A State Department official said the application was without merit and the United States would fight it in the court.
“While we cannot comment on the specifics, Iran’s application is baseless and we intend to vigorously defend the United States before the ICJ,” a State Department official, who spoke on condition of anonymity, told Reuters.
The ICJ, which is based in The Hague and is also known as the World Court, is the United Nations tribunal for resolving international disputes. Iran’s filing asks the ICJ to order the United States to provisionally lift its sanctions ahead of more detailed arguments.
“Iran is committed to the rule of law in the face of U.S. contempt for diplomacy and legal obligations,” Iranian Foreign Minister Mohammad Javad Zarif said in a tweet on Monday, referring to Tehran’s lawsuit at the ICJ.
Iran said in its filing that Trump’s move “has violated and continued to violate multiple provisions” of the Treaty of Amity, Economic Relations and Consular Rights, signed long before the 1979 Islamic Revolution that ousted the U.S.-allied shah and triggered decades of hostile relations with Washington.
The next step in Iran’s new lawsuit will be a hearing in which the United States is likely to contest whether it merits a provisional ruling.

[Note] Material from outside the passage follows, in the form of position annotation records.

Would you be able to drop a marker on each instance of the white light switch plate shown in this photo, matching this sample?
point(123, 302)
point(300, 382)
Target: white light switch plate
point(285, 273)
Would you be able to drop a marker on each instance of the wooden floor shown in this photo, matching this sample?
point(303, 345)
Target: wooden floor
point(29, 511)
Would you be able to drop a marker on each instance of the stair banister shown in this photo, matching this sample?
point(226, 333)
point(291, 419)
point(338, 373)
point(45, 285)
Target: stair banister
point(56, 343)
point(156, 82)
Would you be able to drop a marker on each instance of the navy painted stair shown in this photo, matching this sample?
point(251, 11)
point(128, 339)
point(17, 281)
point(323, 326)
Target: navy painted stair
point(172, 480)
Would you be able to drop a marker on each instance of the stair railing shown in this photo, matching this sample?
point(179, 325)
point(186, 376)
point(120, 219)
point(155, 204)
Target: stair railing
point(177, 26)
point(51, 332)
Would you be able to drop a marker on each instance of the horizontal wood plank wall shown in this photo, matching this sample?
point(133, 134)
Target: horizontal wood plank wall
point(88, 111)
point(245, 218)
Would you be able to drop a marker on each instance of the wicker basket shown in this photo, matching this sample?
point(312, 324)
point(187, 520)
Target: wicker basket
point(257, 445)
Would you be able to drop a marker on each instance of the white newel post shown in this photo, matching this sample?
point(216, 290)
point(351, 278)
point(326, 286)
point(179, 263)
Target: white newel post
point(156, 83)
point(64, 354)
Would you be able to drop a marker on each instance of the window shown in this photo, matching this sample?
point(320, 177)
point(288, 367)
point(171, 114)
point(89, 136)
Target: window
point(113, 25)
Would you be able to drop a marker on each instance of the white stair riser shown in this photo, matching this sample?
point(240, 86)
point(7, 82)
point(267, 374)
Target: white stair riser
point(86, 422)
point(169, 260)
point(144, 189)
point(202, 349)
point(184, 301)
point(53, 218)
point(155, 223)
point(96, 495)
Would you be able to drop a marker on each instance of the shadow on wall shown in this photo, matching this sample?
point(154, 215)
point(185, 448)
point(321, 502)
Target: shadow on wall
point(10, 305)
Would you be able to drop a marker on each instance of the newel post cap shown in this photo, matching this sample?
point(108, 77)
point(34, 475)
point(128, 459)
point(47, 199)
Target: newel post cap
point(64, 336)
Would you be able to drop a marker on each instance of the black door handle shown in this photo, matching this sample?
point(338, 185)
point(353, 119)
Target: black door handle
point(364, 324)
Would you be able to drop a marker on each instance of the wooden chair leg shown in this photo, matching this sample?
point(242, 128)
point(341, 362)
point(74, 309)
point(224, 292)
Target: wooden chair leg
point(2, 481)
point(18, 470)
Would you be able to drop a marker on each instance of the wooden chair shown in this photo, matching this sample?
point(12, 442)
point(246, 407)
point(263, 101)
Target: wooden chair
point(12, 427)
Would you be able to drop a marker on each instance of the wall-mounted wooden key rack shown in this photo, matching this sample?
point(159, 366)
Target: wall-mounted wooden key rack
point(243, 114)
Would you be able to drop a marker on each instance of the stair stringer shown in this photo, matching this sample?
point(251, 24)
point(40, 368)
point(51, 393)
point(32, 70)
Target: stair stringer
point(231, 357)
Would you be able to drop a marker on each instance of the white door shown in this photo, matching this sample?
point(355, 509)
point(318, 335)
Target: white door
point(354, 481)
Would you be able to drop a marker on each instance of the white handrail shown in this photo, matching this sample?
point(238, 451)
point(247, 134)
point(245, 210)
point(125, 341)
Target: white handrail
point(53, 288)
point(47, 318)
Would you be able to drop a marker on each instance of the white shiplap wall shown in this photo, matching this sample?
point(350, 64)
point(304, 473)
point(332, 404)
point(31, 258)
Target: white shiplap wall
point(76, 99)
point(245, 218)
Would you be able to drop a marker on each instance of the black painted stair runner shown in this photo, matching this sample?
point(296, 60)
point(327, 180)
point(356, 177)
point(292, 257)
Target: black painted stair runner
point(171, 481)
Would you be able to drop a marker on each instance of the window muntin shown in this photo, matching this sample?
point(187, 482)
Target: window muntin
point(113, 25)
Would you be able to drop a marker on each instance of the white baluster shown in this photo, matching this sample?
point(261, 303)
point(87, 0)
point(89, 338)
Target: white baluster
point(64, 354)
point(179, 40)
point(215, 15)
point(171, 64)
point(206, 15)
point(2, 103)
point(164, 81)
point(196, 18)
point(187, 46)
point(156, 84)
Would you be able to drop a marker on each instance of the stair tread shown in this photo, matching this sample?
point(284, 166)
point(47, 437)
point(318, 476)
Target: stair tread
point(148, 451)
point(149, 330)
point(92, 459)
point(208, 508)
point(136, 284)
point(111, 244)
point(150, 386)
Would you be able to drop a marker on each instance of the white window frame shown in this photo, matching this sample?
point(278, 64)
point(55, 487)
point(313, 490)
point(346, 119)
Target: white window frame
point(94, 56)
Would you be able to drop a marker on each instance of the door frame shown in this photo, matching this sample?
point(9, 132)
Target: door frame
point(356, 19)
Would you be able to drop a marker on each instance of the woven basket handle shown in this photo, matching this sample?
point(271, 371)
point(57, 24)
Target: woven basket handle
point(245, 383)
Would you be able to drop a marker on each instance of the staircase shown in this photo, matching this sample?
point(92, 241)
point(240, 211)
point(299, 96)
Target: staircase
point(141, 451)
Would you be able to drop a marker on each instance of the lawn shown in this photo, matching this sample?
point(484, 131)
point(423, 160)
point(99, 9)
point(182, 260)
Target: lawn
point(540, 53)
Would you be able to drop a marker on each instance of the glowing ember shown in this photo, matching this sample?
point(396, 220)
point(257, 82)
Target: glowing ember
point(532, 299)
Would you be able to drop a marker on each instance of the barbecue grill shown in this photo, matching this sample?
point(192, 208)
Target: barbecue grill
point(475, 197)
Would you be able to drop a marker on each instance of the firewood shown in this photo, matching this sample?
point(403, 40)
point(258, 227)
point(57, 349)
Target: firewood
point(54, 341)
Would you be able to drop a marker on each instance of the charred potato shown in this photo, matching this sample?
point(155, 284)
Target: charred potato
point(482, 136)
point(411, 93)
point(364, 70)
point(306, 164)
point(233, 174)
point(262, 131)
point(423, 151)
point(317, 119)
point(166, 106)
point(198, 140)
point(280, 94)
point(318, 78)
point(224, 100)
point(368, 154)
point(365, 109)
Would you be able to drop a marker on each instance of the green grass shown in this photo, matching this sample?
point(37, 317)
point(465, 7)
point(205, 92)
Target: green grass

The court has not yet set a date, but hearings on requests for provisional rulings usually are heard within several weeks, with a decision coming within months.
Although the ICJ is the highest United Nations court and its decisions are binding, it has no power to enforce them, and countries – including the United States – have occasionally ignored them.
The specter of new U.S. sanctions, particularly those meant to block oil exports that are the lifeline of Iran’s economy, has caused a rapid fall in the Iranian currency and triggered street protests over fears economic hardships will soon worsen.
Iran has said both are non-negotiable, and the other signatories to the 2015 nuclear deal including major European allies Britain, France and Germany, as well as Russia and China, remain committed to it.